Ein EuGH-Urteil zur niederländischen Staatsanwaltschaft sorgt für Unruhe in der deutschen Justiz: Auch hier sind die Staatsanwaltschaften an Weisungen gebunden. Nun braucht es neue Regeln für die Vollstreckung von Europäischen Haftbefehlen.

Annelie Kaufmann | Legal Tribune Online

Eigentlich soll der Europäische Haftbefehl (EuHB) ein schnelles und unkompliziertes Verfahren ermöglichen, sodass etwa ein Tatverdächtiger in einem EU-Mitgliedstaat festgenommen und an die Behörden in einem anderen EU-Mitgliedstaat übergeben werden kann.

Das System beruht darauf, dass die EU-Mitglieder die Entscheidungen ihrer Justizbehörden untereinander anerkennen.
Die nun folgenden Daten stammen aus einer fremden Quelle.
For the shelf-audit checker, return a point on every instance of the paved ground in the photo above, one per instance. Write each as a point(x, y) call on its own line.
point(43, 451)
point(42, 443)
Doch das funktioniert nicht so reibungslos wie gedacht. Die Justizsysteme der EU-Mitgliedstaaten sind zu unterschiedlich, schon der Begriff „Justizbehörde“ ist umstritten. Mittlerweile gibt es eine ganze Reihe Entscheidungen des Europäischen Gerichtshofs (EuGH), die klären sollen, was eine Justizbehörde überhaupt ist und welche Justizbehörden zu welchen Handlungen befugt sind.